Design Indaba 2016: the 1996 ad campaign that encouraged British housewives to throw away their fussy furnishings helped transform attitudes to design, according to ad executive Naresh Ramchandani (+ movie).
Ramchandani, who wrote the slogan and the song that accompanied the TV advert, said the campaign ushered in a new era of clean, contemporary design to the average British household.
"It was proper piece of propaganda; total propaganda," Ramchandani told Dezeen. "We pitched for it and we won with a preposterous idea: our strategy was to change British taste over the next five years."
Ramchandani agreed that the campaign achieved its aim, becoming part of a wider cultural and social sea change that gained momentum with Tony Blair's election victory the following year.
"Tony Blair sweeping to power really helped it, because in Britain it felt like it was time for a new broom," said Ramchandani, speaking to Dezeen after speaking at the Design Indaba conference in Cape Town last week.
"There was even a headline in The Daily Express I think, which said 'Downing Street chucks out its chintz' when John Major left and Tony Blair came in."
At first, however, the ad caused a furore. "There was a massive backlash," said Ramchandani. "[Actress] Kathy Burke said the phrase was the worst thing in the world. Traditionalists obviously hated it."
Ramchandani, now a partner at design agency Pentagram in London, came up with the idea while working at St Luke's, the advertising agency he co-founded.
At the time IKEA was struggling to sell its cheap, modern furniture in the UK, where consumers still preferred old-fashioned furnishings epitomised by chintz, a type of highly patterned printed cotton with a shiny finish that was widely used for upholstery and curtains.
"'Chuck out your chintz' started with an observation on how IKEA was doing in the country at the time, in 1996, when their furniture wasn't really going down very well," said Ramchandani, who realised that the ad needed to target women, who made most of the decisions regarding the home but who were not interested in Ikea's brand of cheery Modernism.
"The majority of people buying furniture were women at the time, and still are," he said. "I think 95 per cent of home decisions are made by women, and women didn't see IKEA's furniture as homely. They were thinking that modern furniture equals male and unwelcoming, like Mickey Rourke's bachelor pad in Nine and a Half Weeks.
"So no matter what they said about the price, women were rejecting it. For them, it didn't equal a lovely home, because a lovely home equals some sort of translation of the country mansion."

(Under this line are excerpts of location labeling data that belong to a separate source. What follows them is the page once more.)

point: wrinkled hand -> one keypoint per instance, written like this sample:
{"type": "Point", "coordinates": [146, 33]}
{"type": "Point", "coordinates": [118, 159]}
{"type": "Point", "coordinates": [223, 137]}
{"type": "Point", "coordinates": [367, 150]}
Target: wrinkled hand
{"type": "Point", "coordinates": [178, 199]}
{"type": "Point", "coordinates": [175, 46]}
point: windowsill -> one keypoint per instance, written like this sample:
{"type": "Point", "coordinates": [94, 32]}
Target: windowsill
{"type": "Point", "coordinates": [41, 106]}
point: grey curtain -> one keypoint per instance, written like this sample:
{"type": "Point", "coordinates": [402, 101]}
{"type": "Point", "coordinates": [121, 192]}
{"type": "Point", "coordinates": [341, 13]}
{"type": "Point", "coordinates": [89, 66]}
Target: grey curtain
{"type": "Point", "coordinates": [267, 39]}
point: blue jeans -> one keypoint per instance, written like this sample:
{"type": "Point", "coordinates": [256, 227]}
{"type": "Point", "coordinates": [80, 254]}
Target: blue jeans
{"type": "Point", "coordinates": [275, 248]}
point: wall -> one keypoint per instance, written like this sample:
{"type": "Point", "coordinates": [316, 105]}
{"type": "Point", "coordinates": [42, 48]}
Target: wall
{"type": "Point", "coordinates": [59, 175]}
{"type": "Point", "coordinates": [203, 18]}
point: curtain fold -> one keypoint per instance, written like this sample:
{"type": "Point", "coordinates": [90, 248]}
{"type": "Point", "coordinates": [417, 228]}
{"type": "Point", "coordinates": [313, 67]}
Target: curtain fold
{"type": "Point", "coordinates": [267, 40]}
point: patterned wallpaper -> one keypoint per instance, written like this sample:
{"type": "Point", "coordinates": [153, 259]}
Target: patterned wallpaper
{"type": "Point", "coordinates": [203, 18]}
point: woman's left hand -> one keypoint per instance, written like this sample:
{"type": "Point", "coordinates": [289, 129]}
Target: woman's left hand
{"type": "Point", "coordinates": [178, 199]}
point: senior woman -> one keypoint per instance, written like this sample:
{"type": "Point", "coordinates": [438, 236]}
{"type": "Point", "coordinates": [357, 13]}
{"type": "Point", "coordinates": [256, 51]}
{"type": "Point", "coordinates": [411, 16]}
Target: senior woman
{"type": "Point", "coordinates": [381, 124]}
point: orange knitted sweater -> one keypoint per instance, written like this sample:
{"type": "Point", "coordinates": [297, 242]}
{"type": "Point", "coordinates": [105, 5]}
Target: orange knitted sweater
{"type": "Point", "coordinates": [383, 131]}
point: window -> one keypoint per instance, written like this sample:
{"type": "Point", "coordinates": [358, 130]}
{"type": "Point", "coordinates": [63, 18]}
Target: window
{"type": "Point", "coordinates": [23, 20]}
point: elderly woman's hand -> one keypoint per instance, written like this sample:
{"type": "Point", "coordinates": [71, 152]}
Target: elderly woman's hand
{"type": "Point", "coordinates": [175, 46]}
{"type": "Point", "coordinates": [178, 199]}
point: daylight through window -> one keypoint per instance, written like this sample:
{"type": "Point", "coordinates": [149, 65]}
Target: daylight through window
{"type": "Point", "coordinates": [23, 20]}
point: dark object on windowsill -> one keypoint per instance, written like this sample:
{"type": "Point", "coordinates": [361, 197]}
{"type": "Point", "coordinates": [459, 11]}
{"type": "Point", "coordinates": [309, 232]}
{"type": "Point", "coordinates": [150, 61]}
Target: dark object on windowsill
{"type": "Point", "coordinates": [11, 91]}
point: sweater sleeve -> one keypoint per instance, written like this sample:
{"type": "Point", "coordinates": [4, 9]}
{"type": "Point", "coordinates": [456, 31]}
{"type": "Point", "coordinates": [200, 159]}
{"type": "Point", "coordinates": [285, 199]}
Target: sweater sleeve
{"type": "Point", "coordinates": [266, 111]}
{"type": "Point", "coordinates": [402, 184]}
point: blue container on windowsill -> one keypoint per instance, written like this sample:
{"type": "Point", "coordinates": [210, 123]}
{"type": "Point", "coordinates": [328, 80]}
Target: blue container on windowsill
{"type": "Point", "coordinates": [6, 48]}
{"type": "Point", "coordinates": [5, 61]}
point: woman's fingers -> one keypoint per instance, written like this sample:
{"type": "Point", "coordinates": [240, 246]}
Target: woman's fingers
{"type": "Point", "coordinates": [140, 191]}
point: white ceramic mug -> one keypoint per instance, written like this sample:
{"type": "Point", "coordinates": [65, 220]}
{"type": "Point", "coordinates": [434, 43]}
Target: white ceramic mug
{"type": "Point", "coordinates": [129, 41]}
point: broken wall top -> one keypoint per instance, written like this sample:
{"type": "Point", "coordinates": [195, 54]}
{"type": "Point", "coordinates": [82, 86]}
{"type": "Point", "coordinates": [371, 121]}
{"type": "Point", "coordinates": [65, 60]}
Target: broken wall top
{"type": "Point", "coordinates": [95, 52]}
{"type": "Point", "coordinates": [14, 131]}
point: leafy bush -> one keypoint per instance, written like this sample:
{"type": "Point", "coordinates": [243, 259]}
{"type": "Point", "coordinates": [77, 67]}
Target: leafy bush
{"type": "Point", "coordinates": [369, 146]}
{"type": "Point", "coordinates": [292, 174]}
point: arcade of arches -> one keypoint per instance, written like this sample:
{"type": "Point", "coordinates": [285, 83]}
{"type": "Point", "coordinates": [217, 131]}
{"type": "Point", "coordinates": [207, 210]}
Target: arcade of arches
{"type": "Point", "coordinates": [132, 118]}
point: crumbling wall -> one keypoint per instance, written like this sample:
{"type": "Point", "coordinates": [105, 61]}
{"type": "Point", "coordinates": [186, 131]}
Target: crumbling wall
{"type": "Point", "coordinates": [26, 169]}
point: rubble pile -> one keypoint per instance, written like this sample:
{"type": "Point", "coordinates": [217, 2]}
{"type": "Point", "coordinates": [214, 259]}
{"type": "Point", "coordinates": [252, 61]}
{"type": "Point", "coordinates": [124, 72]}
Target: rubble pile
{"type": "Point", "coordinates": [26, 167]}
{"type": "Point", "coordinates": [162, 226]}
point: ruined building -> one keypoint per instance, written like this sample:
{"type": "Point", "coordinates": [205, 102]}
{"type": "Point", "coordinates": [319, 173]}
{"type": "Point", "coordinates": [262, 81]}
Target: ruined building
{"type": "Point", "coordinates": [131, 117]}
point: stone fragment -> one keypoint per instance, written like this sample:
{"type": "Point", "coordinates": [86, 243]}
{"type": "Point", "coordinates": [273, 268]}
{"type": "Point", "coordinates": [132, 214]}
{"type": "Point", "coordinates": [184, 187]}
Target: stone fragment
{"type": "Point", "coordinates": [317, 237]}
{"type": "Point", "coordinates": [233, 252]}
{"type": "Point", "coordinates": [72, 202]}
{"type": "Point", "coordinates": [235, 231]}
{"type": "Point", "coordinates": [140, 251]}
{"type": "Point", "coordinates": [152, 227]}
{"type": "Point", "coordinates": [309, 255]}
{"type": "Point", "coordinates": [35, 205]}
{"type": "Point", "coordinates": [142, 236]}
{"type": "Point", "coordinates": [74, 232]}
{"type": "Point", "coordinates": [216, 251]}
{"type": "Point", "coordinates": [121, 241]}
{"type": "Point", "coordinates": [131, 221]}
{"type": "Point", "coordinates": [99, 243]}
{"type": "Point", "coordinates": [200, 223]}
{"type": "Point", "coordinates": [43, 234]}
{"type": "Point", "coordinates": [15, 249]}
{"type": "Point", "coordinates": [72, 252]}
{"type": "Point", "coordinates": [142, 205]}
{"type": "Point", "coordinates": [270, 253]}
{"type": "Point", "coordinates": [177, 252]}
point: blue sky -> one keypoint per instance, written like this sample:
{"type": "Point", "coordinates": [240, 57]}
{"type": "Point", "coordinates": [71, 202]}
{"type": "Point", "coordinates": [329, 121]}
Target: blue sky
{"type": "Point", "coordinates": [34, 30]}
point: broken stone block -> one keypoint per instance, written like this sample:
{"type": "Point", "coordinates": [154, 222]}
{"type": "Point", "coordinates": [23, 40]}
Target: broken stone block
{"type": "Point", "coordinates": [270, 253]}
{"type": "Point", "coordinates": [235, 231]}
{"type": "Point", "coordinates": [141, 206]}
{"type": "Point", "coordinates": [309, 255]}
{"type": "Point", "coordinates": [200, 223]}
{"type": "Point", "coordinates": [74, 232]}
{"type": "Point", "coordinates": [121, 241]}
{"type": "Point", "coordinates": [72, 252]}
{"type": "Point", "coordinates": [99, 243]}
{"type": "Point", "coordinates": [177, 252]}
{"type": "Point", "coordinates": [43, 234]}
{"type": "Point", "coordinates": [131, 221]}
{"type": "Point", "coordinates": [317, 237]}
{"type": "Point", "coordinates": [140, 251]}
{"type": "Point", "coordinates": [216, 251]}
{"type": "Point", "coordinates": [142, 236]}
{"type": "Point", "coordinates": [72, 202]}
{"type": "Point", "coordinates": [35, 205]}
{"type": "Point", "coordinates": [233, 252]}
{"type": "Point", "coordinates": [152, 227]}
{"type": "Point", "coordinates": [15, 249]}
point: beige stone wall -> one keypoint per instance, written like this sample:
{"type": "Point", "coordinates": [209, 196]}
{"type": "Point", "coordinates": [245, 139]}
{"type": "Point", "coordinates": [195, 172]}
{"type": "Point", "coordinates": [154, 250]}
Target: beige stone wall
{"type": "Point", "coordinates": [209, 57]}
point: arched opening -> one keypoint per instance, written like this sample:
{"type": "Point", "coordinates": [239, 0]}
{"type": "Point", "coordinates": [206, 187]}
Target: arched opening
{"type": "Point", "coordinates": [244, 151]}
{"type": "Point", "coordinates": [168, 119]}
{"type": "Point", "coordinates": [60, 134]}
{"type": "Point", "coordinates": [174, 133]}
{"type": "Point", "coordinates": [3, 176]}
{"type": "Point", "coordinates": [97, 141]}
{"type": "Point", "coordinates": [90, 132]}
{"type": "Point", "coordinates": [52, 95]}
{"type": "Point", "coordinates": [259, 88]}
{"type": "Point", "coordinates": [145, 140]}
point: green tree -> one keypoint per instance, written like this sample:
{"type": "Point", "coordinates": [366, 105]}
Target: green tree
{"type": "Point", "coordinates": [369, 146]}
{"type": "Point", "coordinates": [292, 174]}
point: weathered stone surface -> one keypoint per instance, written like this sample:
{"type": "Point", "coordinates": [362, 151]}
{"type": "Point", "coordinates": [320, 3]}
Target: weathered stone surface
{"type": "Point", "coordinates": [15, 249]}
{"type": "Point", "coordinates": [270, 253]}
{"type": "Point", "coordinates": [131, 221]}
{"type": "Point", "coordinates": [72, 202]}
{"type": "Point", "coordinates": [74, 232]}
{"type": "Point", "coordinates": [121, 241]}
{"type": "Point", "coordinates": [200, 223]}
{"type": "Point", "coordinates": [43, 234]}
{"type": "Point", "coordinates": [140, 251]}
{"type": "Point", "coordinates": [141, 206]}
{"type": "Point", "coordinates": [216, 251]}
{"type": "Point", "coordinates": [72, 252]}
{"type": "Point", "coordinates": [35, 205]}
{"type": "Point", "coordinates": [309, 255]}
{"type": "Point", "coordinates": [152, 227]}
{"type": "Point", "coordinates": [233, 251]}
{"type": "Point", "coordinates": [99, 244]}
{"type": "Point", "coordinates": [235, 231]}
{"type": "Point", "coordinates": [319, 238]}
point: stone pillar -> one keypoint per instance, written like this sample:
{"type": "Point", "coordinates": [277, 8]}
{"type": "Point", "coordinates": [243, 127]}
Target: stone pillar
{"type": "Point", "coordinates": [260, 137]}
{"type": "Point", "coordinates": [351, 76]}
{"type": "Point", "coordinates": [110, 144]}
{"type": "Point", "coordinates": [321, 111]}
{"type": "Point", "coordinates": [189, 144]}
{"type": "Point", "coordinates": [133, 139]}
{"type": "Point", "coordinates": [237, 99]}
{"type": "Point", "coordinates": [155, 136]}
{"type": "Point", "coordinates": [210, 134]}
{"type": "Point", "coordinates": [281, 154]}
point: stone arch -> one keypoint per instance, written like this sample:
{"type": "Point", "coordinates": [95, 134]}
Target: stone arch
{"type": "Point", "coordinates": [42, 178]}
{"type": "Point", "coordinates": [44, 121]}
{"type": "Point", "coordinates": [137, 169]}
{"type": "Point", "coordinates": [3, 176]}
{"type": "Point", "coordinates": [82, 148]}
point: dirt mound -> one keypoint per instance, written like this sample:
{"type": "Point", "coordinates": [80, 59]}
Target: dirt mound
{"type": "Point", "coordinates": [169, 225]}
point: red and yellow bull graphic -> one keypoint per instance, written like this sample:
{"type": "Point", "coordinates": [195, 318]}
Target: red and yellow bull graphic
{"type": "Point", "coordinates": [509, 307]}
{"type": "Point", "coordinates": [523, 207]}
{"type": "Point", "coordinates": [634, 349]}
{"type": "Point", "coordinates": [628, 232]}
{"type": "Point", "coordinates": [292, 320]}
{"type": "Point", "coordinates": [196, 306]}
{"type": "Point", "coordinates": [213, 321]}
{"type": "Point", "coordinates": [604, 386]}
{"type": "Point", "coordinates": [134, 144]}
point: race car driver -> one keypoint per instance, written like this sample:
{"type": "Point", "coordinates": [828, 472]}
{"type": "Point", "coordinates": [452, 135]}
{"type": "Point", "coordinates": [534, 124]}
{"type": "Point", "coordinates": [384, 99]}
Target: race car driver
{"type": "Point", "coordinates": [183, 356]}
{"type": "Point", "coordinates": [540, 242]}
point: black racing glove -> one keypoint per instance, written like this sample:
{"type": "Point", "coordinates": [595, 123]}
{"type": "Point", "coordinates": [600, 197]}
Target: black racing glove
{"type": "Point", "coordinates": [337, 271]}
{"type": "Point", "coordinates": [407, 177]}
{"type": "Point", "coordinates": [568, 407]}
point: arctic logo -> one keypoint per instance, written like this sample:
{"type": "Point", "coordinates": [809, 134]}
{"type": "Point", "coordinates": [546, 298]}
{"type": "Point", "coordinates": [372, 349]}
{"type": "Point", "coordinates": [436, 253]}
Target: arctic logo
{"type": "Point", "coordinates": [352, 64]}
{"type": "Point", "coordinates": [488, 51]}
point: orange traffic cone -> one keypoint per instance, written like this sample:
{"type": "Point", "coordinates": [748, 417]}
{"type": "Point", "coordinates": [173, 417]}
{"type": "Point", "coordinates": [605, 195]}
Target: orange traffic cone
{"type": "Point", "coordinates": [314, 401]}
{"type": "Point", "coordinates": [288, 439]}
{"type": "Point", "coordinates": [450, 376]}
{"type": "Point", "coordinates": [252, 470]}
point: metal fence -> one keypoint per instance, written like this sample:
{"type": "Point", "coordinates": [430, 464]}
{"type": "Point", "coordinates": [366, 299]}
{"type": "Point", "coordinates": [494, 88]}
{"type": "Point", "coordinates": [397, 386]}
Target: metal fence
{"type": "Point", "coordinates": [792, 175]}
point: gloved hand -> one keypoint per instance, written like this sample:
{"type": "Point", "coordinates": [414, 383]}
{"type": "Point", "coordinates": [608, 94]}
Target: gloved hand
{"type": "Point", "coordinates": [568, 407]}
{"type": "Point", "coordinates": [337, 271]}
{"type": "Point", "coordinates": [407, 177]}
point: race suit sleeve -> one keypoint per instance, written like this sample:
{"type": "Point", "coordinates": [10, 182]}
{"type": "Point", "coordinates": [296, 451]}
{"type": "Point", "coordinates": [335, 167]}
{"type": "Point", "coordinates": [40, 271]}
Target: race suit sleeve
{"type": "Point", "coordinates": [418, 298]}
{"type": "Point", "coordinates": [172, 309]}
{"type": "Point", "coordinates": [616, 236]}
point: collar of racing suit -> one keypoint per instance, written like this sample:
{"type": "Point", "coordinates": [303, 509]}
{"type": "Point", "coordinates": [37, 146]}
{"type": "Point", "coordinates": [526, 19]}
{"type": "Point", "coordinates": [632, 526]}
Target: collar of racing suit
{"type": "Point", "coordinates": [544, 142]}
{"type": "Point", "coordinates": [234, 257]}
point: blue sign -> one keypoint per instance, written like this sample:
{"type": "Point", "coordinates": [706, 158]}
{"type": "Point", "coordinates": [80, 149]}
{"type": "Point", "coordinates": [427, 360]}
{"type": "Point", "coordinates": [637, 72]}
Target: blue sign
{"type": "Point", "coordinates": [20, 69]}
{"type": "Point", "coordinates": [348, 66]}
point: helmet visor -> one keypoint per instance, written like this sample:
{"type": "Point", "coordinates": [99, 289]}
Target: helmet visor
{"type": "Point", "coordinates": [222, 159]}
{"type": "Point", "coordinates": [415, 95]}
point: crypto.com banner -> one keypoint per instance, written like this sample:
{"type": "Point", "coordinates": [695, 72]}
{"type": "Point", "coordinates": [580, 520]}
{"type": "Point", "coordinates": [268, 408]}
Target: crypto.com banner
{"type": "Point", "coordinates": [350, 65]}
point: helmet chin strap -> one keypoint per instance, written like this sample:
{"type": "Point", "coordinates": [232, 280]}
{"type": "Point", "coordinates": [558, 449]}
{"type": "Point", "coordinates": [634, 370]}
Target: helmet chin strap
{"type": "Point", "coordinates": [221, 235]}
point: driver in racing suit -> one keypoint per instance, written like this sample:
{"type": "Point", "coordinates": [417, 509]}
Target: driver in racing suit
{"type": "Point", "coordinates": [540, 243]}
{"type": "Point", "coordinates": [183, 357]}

In order to succeed in the UK, Ramchandani felt that IKEA had to "convert the UK's sense of what homely is. To get the Ikea style adopted, they had to put it right at the centre of British taste, and push out the old version of British taste."
Ramchandani pitched his preposterous idea to IKEA, turning up with his guitar to perform the jingle and expecting to be laughed out of the room.
However, IKEA's Anders Dahlvig, who went on to become president of the furniture giant, loved it. "He said, let's do it," said Ramchandani.
The ad campaign reached out directly to women, starting with a skip falling from the sky into a typical British street, which women enthusiastically fill with their outdated furnishings while singing the catchy "Chuck out your chintz" jingle.
The jingle subversively implied that despite advances in sexual equality, women were being let down by their domestic interiors.
"We're battling hard and we've come a long way, in choices and status, in jobs and in pay," one of the verses ran. "But that flowery trimmage is spoiling our image, so chuck out that chintz today!"
"[It was] calling on women to sort of reject the past and reject feminine models of the past, and actually embrace being a modern woman and have a modern home," said Ramchandani. "There's some great rhymes in that song by the way. There's some other very good lines that 'Chuck out your chintz' has eclipsed."
The campaign was a huge success in terms of sales, with some items selling 30 percent more after the ads aired. "That's quite a big swing from one advertising campaign," Ramchandani said, adding that the ads helped IKEA find its voice in the UK and informed their marketing and communications strategy for years to come.
"The campaigns that came after that, things like 'Stop being so English' etc, were very much about being the rebel, being a kind of social force in home furnishing. Being the people coming from the outside, bringing in new ideas and throwing old ideas out."